Cue-elicited prefrontal gamma-aminobutyric acid (GABA) dynamics in cannabis use disorder
Abstract
Chronic cannabis use drives neuroadaptations in reward and stress-related circuits that condition the brain to the drug and its associated cues. These changes underlie craving and heighten its sensitivity to cue- and stress-induced triggers, sustaining drug intake and promoting relapse. Task-based functional magnetic resonance imaging of drug cue reactivity paradigms has shown the dorsolateral prefrontal cortex (dlPFC) as one region commonly activated during cue-elicited craving.
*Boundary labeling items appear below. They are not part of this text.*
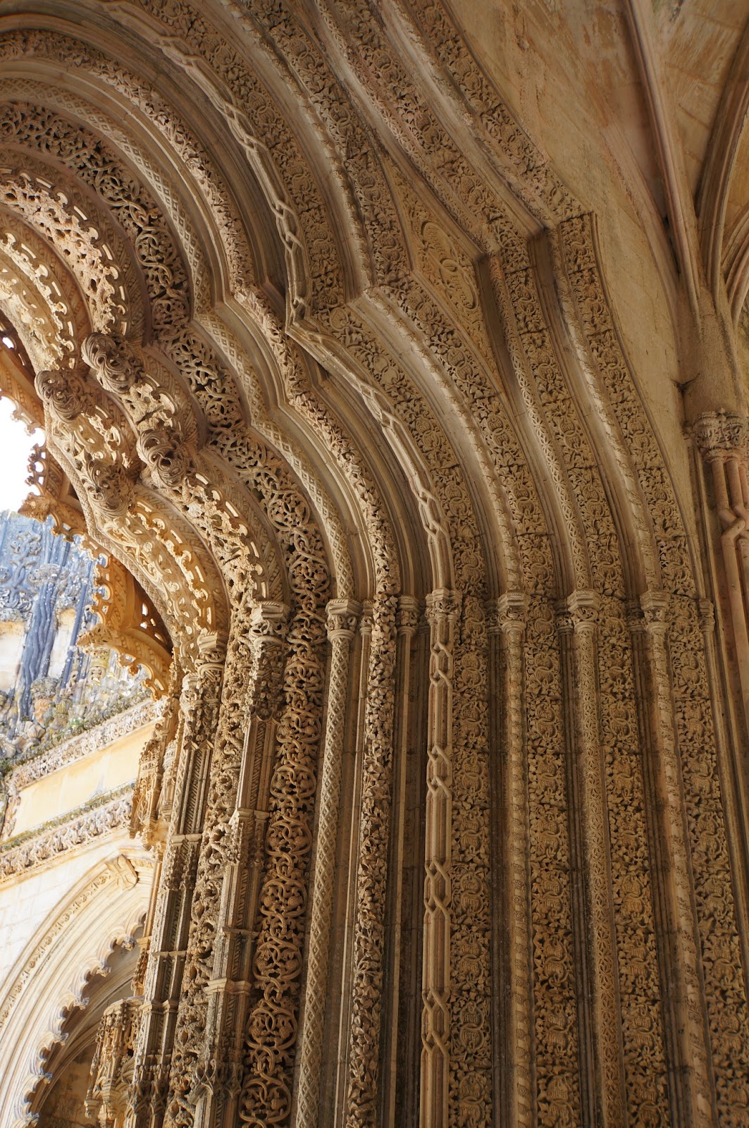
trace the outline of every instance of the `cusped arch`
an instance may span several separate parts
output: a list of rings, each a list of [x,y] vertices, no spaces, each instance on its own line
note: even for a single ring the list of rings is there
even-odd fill
[[[55,906],[8,976],[0,999],[2,1128],[28,1122],[27,1098],[38,1084],[45,1051],[60,1038],[65,1011],[80,1003],[87,978],[106,968],[115,944],[133,943],[143,922],[152,863],[136,851],[129,854],[139,880],[122,888],[116,867],[99,862]]]

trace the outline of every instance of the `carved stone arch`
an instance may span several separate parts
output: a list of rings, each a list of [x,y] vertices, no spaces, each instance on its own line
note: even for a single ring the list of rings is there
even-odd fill
[[[35,94],[37,100],[43,97],[45,104],[85,120],[139,170],[169,214],[191,270],[197,307],[212,300],[209,277],[218,293],[241,291],[256,273],[262,273],[254,266],[254,258],[275,257],[265,237],[274,226],[272,214],[261,215],[254,223],[243,223],[215,162],[173,103],[129,72],[122,60],[115,61],[95,46],[86,47],[76,37],[80,34],[80,27],[76,26],[72,35],[51,34],[33,44],[21,42],[12,33],[3,36],[8,73],[20,73],[6,79],[0,90],[7,91],[7,97],[16,92]],[[28,59],[24,56],[26,50]],[[74,68],[67,72],[62,86],[58,74],[65,59],[74,60]],[[27,67],[37,76],[34,81],[24,77]],[[217,127],[220,131],[218,121]],[[215,143],[213,136],[212,141]],[[186,206],[183,197],[188,201]],[[252,205],[243,203],[247,213],[255,215],[258,209],[262,211],[264,200],[259,192],[252,200]],[[253,240],[252,250],[248,237]],[[271,277],[276,285],[282,284],[275,265]]]
[[[35,1118],[34,1122],[54,1126],[55,1114],[71,1117],[74,1111],[85,1119],[87,1067],[95,1055],[97,1028],[109,1006],[132,996],[140,941],[139,935],[133,945],[131,936],[126,936],[114,945],[103,969],[89,972],[82,997],[69,1008],[60,1040],[45,1051],[44,1073],[28,1095],[29,1116]],[[86,1073],[79,1072],[81,1065]],[[73,1070],[78,1076],[71,1085]]]
[[[32,108],[33,112],[33,108]],[[43,112],[38,112],[43,121]],[[17,152],[9,153],[11,159]],[[140,287],[124,240],[72,177],[25,155],[0,174],[6,213],[49,241],[88,306],[97,332],[138,329]],[[135,325],[133,325],[133,319]]]
[[[0,306],[34,368],[51,368],[90,332],[88,315],[52,247],[27,226],[2,228]]]
[[[133,852],[135,869],[150,861]],[[148,910],[150,883],[136,881],[112,896],[116,869],[100,863],[77,883],[29,941],[0,999],[7,1057],[0,1076],[0,1123],[27,1123],[28,1096],[38,1084],[44,1052],[60,1037],[65,1008],[81,998],[89,975],[104,968],[115,944],[132,943]],[[49,958],[54,950],[54,959]]]

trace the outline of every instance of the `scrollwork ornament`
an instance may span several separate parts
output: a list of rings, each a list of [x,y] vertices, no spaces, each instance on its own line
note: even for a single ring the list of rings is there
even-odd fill
[[[705,461],[747,453],[749,421],[746,415],[714,412],[699,415],[691,425],[697,449]]]
[[[44,369],[34,384],[42,402],[65,423],[72,423],[90,407],[90,393],[73,369]]]
[[[91,333],[81,355],[105,391],[122,396],[142,378],[142,370],[126,342],[113,333]]]
[[[138,437],[138,453],[164,490],[178,486],[193,467],[190,449],[174,428],[142,431]]]

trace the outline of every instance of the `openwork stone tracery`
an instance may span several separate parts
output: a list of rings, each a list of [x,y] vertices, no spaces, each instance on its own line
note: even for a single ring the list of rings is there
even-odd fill
[[[596,224],[447,8],[301,9],[0,25],[37,508],[67,477],[168,697],[92,1099],[129,1128],[746,1123],[746,720]],[[744,435],[693,431],[742,689]]]

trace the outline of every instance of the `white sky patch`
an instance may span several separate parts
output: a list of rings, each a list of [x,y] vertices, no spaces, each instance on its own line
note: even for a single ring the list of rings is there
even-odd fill
[[[26,485],[28,458],[32,447],[44,442],[44,432],[28,434],[12,413],[10,399],[0,399],[0,510],[16,512],[30,493]]]

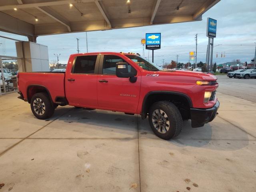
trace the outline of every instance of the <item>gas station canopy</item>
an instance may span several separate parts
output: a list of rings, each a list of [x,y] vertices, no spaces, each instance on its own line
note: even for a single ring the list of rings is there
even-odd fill
[[[220,1],[0,1],[0,30],[35,41],[40,35],[198,21]]]

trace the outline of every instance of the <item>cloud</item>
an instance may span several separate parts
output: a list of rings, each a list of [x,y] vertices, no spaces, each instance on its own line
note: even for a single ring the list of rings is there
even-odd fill
[[[195,51],[194,37],[197,33],[197,61],[205,62],[208,43],[206,20],[210,17],[217,20],[213,62],[220,64],[238,59],[250,62],[254,57],[256,42],[256,6],[255,0],[247,0],[246,3],[238,0],[223,0],[204,14],[200,21],[88,32],[89,51],[132,52],[142,54],[140,39],[145,38],[146,33],[160,32],[161,48],[154,52],[154,62],[160,65],[163,59],[165,62],[176,60],[177,54],[179,55],[179,62],[187,62],[189,52]],[[12,35],[12,38],[16,35]],[[56,59],[54,53],[60,54],[60,61],[65,63],[69,55],[77,52],[76,38],[80,39],[79,50],[86,52],[85,36],[85,32],[42,36],[38,37],[37,42],[48,46],[50,60]],[[225,58],[220,57],[222,52],[225,52]],[[145,53],[146,57],[149,53],[152,59],[151,51],[145,50]]]

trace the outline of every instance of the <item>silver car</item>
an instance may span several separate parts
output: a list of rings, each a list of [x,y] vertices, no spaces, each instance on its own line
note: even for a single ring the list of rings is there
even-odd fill
[[[233,77],[234,77],[234,78],[236,78],[236,74],[237,73],[240,72],[244,72],[246,70],[247,70],[244,69],[238,69],[238,70],[236,70],[236,71],[232,71],[232,72],[228,72],[228,74],[227,74],[227,76],[230,78],[232,78]]]
[[[245,79],[256,78],[256,69],[248,69],[244,72],[237,73],[236,75],[240,79],[242,77]]]

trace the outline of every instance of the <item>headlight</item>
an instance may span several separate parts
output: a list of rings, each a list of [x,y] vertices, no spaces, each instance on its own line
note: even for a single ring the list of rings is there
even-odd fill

However, the state-induced dynamics of critical neurometabolites in cannabis use disorder remain to be investigated. The present study addresses this gap by investigating gamma-aminobutyric acid (GABA) and Glx (glutamate and glutamine) in the dlPFC during cannabis cue reactivity in individuals with cannabis use disorder compared to matched non-cannabis using controls. Magnetic resonance spectroscopy (HERMES) data were acquired from the dlPFC during a cue reactivity paradigm and analyzed using GANNET. We found that, while individuals with cannabis use disorder and controls had similar overall GABA+ levels, they responded differently to cue reactivity, where individuals with cannabis use disorder showed increases in GABA+ during cannabis cue reactivity compared to neutral cue reactivity, irrespective of presentation order. In addition, greater increases in GABA+ during cannabis cue reactivity were positively correlated with subjective craving and cannabis use severity. These findings indicate that cannabis cue reactivity may reveal neurometabolic alterations that are not observable under rest conditions. These findings also establish MRS cue-reactivity paradigms as a valuable tool for probing the neurobiology of cannabis use disorder and identify cue-elicited GABA dynamics as a clinically relevant biomarker amenable to therapeutic intervention.